Hey everyone! I'm looking to gather insights on the tools and methods your teams use to automatically resolve common Kubernetes problems. Specifically, I'm interested in issues like OOMKilled pods, CrashLoopBackOff workloads, disk pressure with PVC, automating node drain and reboot, and HPA scaling saturation. We've experimented with a few solutions, but I'd love to hear about any proof of concepts or configurations that have worked well for you in production. What frameworks, scripts, or tools do you recommend to effectively handle these situations? I'm just trying to save the 5-15 minutes we typically spend addressing these issues each time they arise.
3 Answers
I think there are limits to automation. For OOMKilled pods, sure, we could auto-escalate memory, but that goes against resource configurations. Developers should ideally address those root causes. For the CrashLoopBackOff, again, it's best to have devs look at the code errors instead of relying on automation to fix them. However, for disk pressure, scaling up the volume could be automated, if one needs to go that route.

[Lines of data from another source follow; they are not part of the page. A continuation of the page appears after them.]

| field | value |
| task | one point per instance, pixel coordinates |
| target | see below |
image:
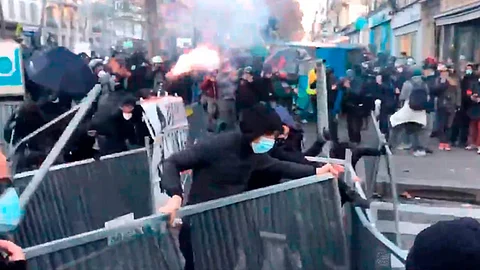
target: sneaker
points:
(404, 146)
(441, 146)
(470, 147)
(419, 153)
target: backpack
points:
(418, 97)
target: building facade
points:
(381, 31)
(62, 22)
(24, 12)
(459, 34)
(407, 31)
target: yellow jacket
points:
(312, 76)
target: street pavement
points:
(451, 176)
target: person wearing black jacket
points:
(223, 165)
(15, 258)
(246, 94)
(125, 125)
(468, 85)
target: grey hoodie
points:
(226, 87)
(408, 87)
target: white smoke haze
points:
(230, 23)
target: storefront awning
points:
(467, 13)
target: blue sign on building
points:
(11, 71)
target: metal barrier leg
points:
(58, 147)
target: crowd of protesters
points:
(259, 140)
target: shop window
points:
(465, 49)
(448, 45)
(11, 9)
(23, 11)
(33, 13)
(407, 43)
(378, 38)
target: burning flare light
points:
(199, 59)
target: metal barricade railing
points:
(372, 166)
(81, 196)
(369, 248)
(294, 225)
(6, 110)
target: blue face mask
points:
(263, 145)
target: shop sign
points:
(407, 16)
(380, 17)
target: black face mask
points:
(280, 142)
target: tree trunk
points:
(3, 23)
(152, 26)
(42, 20)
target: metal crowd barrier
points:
(6, 110)
(372, 166)
(81, 196)
(369, 248)
(294, 225)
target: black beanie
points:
(447, 245)
(259, 120)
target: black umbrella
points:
(62, 71)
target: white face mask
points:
(102, 73)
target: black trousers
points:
(245, 236)
(354, 127)
(459, 130)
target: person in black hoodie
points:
(246, 94)
(286, 149)
(223, 165)
(15, 258)
(122, 127)
(468, 85)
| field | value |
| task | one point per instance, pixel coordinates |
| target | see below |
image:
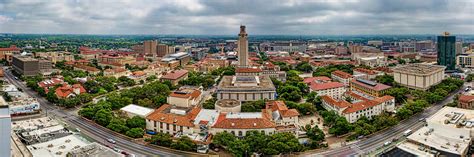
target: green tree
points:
(87, 112)
(161, 139)
(304, 67)
(136, 122)
(135, 133)
(223, 139)
(184, 143)
(118, 125)
(103, 117)
(239, 148)
(341, 126)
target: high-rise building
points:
(162, 50)
(5, 130)
(447, 51)
(243, 48)
(459, 47)
(149, 47)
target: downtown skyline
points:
(344, 17)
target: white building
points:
(448, 132)
(324, 86)
(184, 97)
(135, 110)
(361, 105)
(341, 76)
(419, 76)
(197, 123)
(246, 88)
(5, 130)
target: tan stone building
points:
(419, 76)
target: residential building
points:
(133, 110)
(365, 74)
(286, 120)
(360, 106)
(448, 132)
(228, 105)
(86, 68)
(67, 91)
(447, 51)
(172, 119)
(459, 48)
(116, 72)
(149, 47)
(370, 59)
(5, 131)
(466, 101)
(465, 60)
(7, 53)
(28, 66)
(239, 124)
(184, 97)
(243, 48)
(368, 87)
(56, 56)
(182, 58)
(342, 77)
(162, 50)
(246, 88)
(46, 84)
(175, 76)
(418, 76)
(323, 85)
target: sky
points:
(223, 17)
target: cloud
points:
(297, 17)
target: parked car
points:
(111, 140)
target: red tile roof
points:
(311, 80)
(365, 71)
(341, 74)
(377, 87)
(194, 94)
(161, 115)
(11, 48)
(280, 106)
(244, 123)
(324, 86)
(367, 104)
(466, 98)
(65, 90)
(248, 70)
(361, 105)
(174, 75)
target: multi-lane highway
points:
(98, 133)
(371, 143)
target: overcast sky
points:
(223, 17)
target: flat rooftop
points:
(58, 147)
(34, 124)
(454, 118)
(418, 69)
(246, 83)
(206, 116)
(439, 141)
(95, 150)
(138, 110)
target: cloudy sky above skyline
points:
(223, 17)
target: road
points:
(373, 142)
(99, 134)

For me, the key methods include thorough load testing and preemptive alerts in staging. Implementing Cluster API with its alpha rollout features has been helpful as well. It's also essential to keep performing load testing with sensible resource limits to avoid future issues.
For automated node drain and reboot, tools like Cluster API and Karpenter are fantastic. They handle draining out of the box. But for the other issues you've mentioned, fixing applications should really be the priority. Focus on the core problems first!

I totally get that! Not everything should be automated. But using auto-remediation for known low-risk fixes like PVC resizing can definitely save engineers time to focus on more complex issues. It's about finding that balance!